Manage OpenTelemetry data ingest volume

One of OpenTelemetry's core strengths is its rich set of tools providing unparalleled control over your telemetry data pipeline. This control complements New Relic's consumption-based pricing model.

This page talks about a variety of concepts that contribute to data volume when using OpenTelemetry with New Relic, and tools / patterns available to manage your telemetry data pipeline. It's organized into sections talking about key concepts contributing to data volume for resource, traces, metrics, and logs, followed by a catalog of tools available for helping manage volume.

Key concepts: Resources

OTLP defines a similar hierarchical message structure across all signals, which avoids repetition at the protocol level by sharing information across records.

  • Each export request contains many Resource{SignalRecord}s
  • Each Resource{SignalRecord} contains many Scope{SignalRecord}s
  • Each Scope{SignalRecord} contains many {SignalRecord}s
  • {SignalRecord} is Span, Metric, and LogRecord

This hierarchical structure is flattened when sent to New Relic endpoint, and each resource attribute is denormalized onto individual Span, Metric, and Log records. For more informaton on how OpenTelemetry data is handled in New Relic, see the following pages:

Most OpenTelemetry language implementations provide packages with resource detectors, which contribute resource attributes based on information detected in the environment. These attributes can be extremely useful, but may include more information than necessary.

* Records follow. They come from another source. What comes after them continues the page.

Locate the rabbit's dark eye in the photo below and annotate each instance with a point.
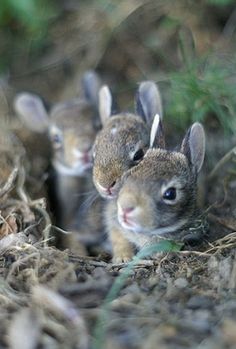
(138, 155)
(170, 194)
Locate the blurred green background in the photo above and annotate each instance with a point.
(188, 48)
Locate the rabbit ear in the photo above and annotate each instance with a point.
(105, 103)
(193, 145)
(32, 111)
(148, 101)
(91, 84)
(157, 139)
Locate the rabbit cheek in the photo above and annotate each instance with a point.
(134, 210)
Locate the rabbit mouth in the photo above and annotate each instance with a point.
(128, 223)
(79, 170)
(106, 193)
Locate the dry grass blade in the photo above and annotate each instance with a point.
(58, 305)
(24, 330)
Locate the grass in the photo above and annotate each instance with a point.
(100, 329)
(202, 90)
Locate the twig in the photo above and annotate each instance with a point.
(8, 186)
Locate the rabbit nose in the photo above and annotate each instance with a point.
(109, 189)
(127, 210)
(86, 157)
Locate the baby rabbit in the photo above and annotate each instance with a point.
(72, 127)
(124, 138)
(158, 196)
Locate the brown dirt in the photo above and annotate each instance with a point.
(53, 299)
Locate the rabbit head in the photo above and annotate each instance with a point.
(124, 138)
(71, 125)
(158, 197)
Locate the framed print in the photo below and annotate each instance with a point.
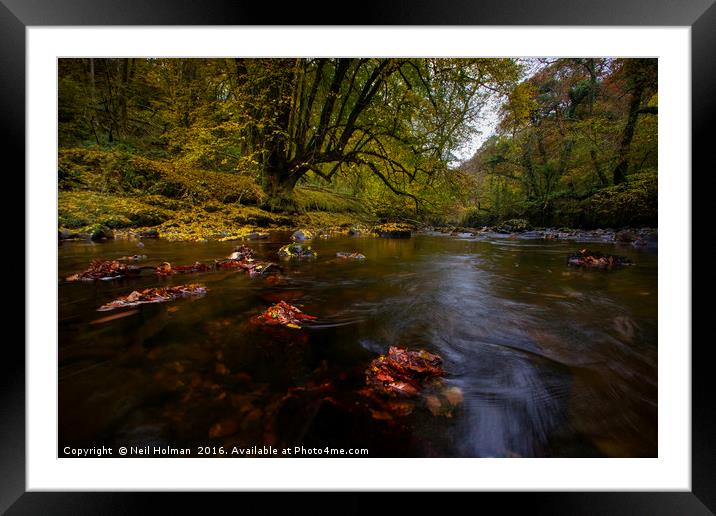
(288, 302)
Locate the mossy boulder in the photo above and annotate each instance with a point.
(98, 232)
(393, 230)
(514, 225)
(302, 234)
(297, 251)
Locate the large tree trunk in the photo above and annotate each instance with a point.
(279, 185)
(620, 170)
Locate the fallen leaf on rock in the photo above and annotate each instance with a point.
(283, 314)
(105, 270)
(241, 252)
(595, 259)
(166, 268)
(350, 256)
(402, 372)
(155, 295)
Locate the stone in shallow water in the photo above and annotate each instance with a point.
(297, 251)
(350, 256)
(597, 260)
(302, 234)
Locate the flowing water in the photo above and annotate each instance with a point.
(551, 361)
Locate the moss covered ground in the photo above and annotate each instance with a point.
(110, 192)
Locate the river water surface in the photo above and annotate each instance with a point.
(551, 361)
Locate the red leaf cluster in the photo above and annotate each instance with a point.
(166, 268)
(403, 372)
(154, 295)
(283, 314)
(250, 266)
(241, 252)
(595, 259)
(104, 270)
(350, 256)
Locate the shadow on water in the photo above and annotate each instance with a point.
(550, 360)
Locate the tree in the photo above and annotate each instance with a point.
(640, 76)
(397, 119)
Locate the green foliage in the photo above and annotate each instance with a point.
(319, 199)
(564, 134)
(633, 203)
(114, 171)
(79, 209)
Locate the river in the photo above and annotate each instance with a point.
(551, 361)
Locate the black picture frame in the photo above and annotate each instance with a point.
(17, 15)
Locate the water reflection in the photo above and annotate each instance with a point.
(551, 361)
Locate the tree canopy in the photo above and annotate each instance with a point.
(575, 137)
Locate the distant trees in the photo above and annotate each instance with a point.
(574, 127)
(398, 120)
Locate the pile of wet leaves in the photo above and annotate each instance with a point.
(105, 270)
(402, 372)
(402, 380)
(283, 314)
(597, 260)
(166, 268)
(242, 258)
(350, 256)
(154, 295)
(241, 252)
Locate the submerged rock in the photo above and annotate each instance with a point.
(402, 372)
(393, 230)
(283, 314)
(105, 270)
(297, 251)
(154, 295)
(512, 225)
(256, 236)
(241, 252)
(150, 233)
(302, 234)
(595, 259)
(350, 256)
(166, 268)
(100, 232)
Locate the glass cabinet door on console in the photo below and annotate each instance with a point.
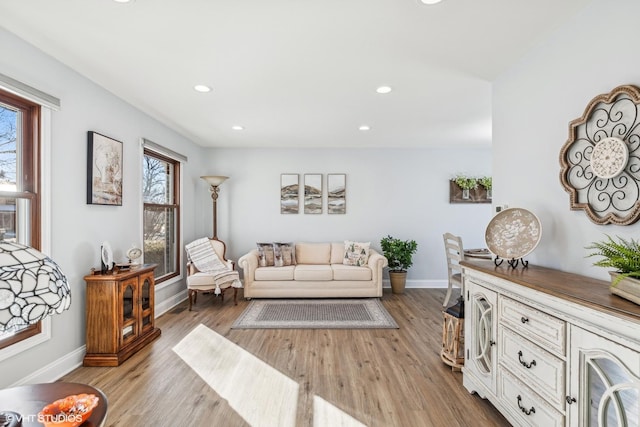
(605, 382)
(480, 330)
(146, 302)
(129, 315)
(119, 315)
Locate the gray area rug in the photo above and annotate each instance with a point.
(315, 314)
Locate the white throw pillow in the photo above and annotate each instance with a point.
(356, 253)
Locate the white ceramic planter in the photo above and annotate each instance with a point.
(626, 288)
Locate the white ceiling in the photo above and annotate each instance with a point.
(297, 73)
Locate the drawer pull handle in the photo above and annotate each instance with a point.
(525, 364)
(525, 410)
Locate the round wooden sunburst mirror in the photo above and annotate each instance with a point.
(601, 158)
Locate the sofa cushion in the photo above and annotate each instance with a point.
(307, 272)
(283, 254)
(337, 253)
(313, 253)
(265, 254)
(356, 253)
(275, 273)
(348, 272)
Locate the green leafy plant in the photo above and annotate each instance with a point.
(398, 252)
(486, 182)
(622, 255)
(466, 182)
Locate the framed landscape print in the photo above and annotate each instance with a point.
(336, 193)
(104, 170)
(289, 200)
(313, 193)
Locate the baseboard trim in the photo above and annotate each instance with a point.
(420, 284)
(170, 303)
(56, 369)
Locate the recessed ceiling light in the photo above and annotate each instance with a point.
(202, 88)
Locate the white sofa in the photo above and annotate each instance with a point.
(318, 272)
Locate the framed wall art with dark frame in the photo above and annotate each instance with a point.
(289, 188)
(104, 170)
(336, 193)
(313, 193)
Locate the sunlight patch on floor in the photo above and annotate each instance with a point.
(327, 415)
(260, 394)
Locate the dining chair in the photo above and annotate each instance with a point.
(455, 254)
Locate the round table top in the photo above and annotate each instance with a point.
(28, 400)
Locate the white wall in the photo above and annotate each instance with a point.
(533, 105)
(402, 192)
(77, 228)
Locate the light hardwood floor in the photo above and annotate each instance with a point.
(381, 377)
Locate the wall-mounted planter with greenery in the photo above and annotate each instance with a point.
(468, 189)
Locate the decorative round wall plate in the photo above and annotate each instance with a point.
(609, 157)
(601, 158)
(513, 233)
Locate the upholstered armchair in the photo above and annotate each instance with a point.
(198, 281)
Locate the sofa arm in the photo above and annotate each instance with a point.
(249, 264)
(376, 263)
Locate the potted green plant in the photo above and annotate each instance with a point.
(466, 183)
(487, 183)
(624, 257)
(399, 254)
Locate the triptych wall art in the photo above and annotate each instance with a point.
(313, 192)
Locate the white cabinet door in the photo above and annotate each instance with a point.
(605, 382)
(480, 336)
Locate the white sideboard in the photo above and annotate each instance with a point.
(550, 348)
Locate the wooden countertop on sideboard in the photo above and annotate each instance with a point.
(587, 291)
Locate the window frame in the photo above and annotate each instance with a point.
(176, 206)
(30, 169)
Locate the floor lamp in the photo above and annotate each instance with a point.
(214, 182)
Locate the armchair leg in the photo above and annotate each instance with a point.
(191, 292)
(446, 298)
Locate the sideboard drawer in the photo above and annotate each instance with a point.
(541, 370)
(546, 330)
(521, 400)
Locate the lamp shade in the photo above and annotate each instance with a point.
(214, 180)
(32, 286)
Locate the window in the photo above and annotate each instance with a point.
(161, 216)
(19, 186)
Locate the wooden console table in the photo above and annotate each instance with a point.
(119, 314)
(28, 400)
(550, 348)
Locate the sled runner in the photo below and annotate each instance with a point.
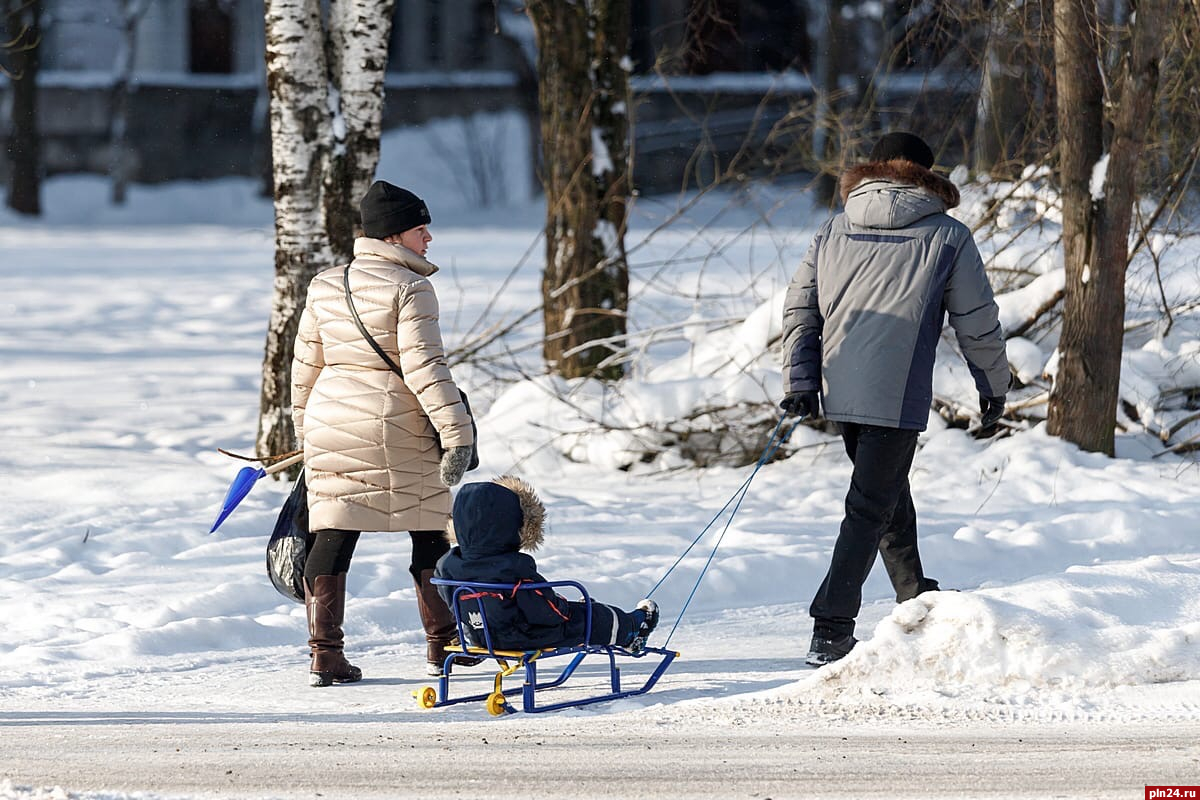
(471, 617)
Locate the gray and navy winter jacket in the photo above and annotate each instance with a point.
(865, 308)
(490, 525)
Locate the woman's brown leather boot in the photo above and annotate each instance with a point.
(325, 603)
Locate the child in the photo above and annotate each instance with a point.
(490, 525)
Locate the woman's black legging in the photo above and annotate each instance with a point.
(331, 551)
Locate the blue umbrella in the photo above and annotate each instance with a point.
(244, 481)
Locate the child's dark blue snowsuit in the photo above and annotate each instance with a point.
(492, 523)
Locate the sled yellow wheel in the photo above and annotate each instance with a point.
(497, 704)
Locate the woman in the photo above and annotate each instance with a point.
(370, 435)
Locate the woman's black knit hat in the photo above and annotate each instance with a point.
(901, 144)
(388, 210)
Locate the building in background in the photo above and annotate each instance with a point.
(197, 101)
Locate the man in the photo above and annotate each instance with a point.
(862, 319)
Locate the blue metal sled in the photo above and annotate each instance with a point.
(511, 661)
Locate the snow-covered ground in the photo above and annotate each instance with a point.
(130, 349)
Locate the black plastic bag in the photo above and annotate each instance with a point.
(288, 548)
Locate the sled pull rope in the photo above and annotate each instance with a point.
(738, 497)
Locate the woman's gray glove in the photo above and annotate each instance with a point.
(454, 464)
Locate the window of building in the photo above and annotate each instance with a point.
(210, 36)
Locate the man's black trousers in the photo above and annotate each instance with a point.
(880, 518)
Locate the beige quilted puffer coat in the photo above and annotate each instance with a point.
(371, 461)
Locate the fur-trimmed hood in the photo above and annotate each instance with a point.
(894, 193)
(503, 515)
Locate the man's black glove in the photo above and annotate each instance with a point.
(802, 404)
(990, 410)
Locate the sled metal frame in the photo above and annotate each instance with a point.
(511, 661)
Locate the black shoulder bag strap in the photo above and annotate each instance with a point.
(363, 329)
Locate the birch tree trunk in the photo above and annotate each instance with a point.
(583, 92)
(1096, 220)
(325, 78)
(23, 23)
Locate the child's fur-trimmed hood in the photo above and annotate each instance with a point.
(533, 513)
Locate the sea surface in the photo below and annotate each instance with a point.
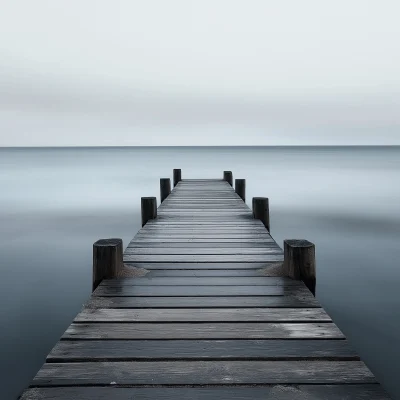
(54, 203)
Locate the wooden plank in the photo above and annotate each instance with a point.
(308, 300)
(198, 265)
(204, 273)
(204, 281)
(155, 291)
(205, 245)
(151, 239)
(203, 373)
(209, 235)
(200, 229)
(271, 392)
(203, 330)
(204, 315)
(194, 251)
(130, 350)
(223, 258)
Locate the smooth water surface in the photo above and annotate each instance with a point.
(55, 203)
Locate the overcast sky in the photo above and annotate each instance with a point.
(183, 72)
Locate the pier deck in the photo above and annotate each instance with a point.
(206, 321)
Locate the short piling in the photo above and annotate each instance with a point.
(261, 210)
(165, 188)
(299, 262)
(228, 177)
(149, 209)
(107, 260)
(240, 188)
(177, 176)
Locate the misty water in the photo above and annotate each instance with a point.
(55, 203)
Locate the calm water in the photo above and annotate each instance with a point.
(55, 203)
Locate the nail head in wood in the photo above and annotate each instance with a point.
(240, 188)
(149, 209)
(177, 176)
(261, 210)
(299, 261)
(165, 188)
(107, 260)
(228, 177)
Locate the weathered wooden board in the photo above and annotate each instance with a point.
(128, 290)
(203, 330)
(200, 265)
(204, 315)
(205, 245)
(203, 251)
(125, 350)
(270, 392)
(307, 300)
(204, 281)
(223, 258)
(198, 273)
(203, 373)
(186, 239)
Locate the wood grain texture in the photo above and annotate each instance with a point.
(203, 373)
(198, 265)
(204, 281)
(202, 251)
(300, 301)
(204, 315)
(155, 291)
(223, 258)
(272, 392)
(206, 330)
(130, 350)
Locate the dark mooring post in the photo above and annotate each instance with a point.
(165, 188)
(240, 188)
(177, 176)
(261, 210)
(299, 262)
(228, 177)
(149, 209)
(107, 260)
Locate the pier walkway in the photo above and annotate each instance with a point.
(207, 320)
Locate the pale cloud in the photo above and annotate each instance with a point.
(199, 73)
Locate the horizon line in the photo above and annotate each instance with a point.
(201, 146)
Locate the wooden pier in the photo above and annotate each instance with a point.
(214, 314)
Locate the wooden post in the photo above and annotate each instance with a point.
(299, 261)
(107, 260)
(149, 209)
(177, 176)
(261, 210)
(165, 188)
(240, 188)
(228, 177)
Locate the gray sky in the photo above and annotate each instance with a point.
(184, 72)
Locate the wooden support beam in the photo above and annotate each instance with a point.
(261, 210)
(165, 188)
(299, 262)
(240, 188)
(177, 176)
(107, 260)
(149, 209)
(228, 177)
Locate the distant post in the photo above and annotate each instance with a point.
(228, 177)
(240, 188)
(149, 209)
(299, 262)
(107, 260)
(177, 176)
(165, 188)
(261, 210)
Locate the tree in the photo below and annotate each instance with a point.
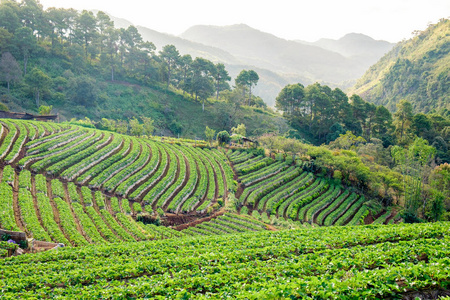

For more details, see the following:

Key concepts: Traces

Sampling

Sampling is the process of controlling which spans are exported to an observability backend. Trace data can provide highly valuable insights, but if unchecked can quickly fill up hard drives (and bills!).

By default, OpenTelemetry SDKs use the ParentBased(root=AlwaysOn) sampler. The ParentBased sampler delegates to different configurable samplers based on whether there is a parent span, whether that parent is local to the current process or remote, and whether that parent is sampled. The default ParentBased(root=AlwaysOn) sampler will sample a span if either of the following is true:

  • There is no parent span (i.e. this span is the root)
  • The parent is sampled, regardless of whether the parent is local or remote

In other words, it will sample the span unless the parent is unsampled.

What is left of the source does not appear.